For the children in these programs, the head start gives them a lifelong advantage as they progress through the rest of their education and job-related training. But private pre-K education programs can run more than college tuition, a financial burden many low-income families simply can’t afford.

Read MoreUniversal pre-K helps more than just toddlers

By providing public access, wider enrollment in pre-K has creates and added benefit for the families of young children, allowing parents who would otherwise have to stay home to go back to work.

In New York, the cost of the program is about $10,000 per child, a large upfront cost to taxpayers. But for every dollar spent on early education, taxpayers save $13 on future costs and generate $3 in net business and economic value, according to an MIT analysis.

Bridging the divide means expanding access to education all the way to the post-secondary degrees that boost income and wealth overall.

But access to college alone isn’t enough, statistics show.

Despite increased enrollments of non-white students at four-year public and private college and universities, completion rates for these students lag their white classmates, according to multiple studies.

Even for those who complete advanced degrees, higher education doesn’t close the economic divide, according to a study last year by the St. Louis Federal Reserve.

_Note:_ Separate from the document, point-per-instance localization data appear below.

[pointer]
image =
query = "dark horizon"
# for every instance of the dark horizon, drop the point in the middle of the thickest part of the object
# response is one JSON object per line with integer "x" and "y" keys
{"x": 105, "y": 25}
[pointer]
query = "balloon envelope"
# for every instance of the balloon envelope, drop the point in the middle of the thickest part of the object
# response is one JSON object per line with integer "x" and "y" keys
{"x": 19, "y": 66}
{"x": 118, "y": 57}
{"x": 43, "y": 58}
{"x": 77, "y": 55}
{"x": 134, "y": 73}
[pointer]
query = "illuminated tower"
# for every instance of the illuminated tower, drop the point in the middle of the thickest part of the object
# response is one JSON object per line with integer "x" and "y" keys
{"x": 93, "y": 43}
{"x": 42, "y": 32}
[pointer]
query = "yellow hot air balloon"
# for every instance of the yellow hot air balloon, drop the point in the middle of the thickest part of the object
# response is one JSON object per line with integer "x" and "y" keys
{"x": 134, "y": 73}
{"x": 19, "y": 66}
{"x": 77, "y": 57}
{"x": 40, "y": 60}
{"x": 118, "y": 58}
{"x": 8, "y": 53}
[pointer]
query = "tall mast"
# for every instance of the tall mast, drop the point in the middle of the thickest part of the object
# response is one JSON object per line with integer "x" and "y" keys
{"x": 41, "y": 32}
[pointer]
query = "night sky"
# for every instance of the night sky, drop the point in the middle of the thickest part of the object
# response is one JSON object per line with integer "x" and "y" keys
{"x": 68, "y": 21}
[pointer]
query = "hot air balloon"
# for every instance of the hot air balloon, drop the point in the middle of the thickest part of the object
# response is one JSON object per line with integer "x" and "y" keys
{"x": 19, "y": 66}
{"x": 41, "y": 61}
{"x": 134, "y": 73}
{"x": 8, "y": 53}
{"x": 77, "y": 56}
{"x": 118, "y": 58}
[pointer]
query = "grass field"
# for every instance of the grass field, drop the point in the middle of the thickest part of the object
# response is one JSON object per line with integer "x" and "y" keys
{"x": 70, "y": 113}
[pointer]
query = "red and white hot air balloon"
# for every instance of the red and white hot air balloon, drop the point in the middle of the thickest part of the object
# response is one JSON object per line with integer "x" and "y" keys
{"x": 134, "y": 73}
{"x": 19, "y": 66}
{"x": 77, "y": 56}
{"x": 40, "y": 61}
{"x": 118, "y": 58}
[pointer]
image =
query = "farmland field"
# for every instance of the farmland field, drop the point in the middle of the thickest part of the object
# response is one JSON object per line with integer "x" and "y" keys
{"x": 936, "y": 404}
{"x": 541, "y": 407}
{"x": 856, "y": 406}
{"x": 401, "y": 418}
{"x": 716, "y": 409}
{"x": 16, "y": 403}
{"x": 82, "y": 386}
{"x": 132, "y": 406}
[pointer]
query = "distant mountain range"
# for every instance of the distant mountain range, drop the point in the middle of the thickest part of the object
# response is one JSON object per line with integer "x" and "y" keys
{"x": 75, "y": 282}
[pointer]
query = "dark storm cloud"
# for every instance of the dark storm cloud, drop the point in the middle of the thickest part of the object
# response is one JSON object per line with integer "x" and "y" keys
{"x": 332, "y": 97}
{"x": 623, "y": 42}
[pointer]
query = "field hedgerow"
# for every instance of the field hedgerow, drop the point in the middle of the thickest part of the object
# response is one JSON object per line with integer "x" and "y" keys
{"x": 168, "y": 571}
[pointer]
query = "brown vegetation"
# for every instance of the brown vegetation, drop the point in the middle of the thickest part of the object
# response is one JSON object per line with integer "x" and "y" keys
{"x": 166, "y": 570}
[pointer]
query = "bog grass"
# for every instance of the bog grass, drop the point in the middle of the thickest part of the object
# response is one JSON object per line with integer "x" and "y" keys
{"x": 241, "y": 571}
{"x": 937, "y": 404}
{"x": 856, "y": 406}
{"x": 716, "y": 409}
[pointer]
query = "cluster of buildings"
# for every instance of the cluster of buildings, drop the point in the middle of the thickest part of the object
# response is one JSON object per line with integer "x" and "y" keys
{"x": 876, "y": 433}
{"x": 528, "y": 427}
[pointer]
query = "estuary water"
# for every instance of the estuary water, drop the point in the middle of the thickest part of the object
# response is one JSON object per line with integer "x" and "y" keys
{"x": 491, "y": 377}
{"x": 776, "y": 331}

Analyzing two decades of data on wealth and income, the authors found that higher education helped protect wealth, especially during financial shocks like the Great Recession, but only among white and Asian families. Between between 2007 and 2013, the median wealth of all families headed by a four-year college graduate fell by 24 percent — just half as much as the drop among families without a college degree. That pattern held up among white and Asian households.

Higher education, though, didn’t protect the wealth of the typical Hispanic and black college-headed family. Median wealth fell by about 72 percent among Hispanic college-grad households compared to a 41 percent drop among Hispanic families without a college degree; among blacks, household wealth fell 60 percent for college-headed households versus 37 percent for those without a degree.

“Higher education alone cannot level the playing field,” the authors wrote.

The wealth divide was also widened by the Great Recession following the massive loss of savings embedded in the equity derived from owning a home, for generations the primary driver of wealth for middle class households.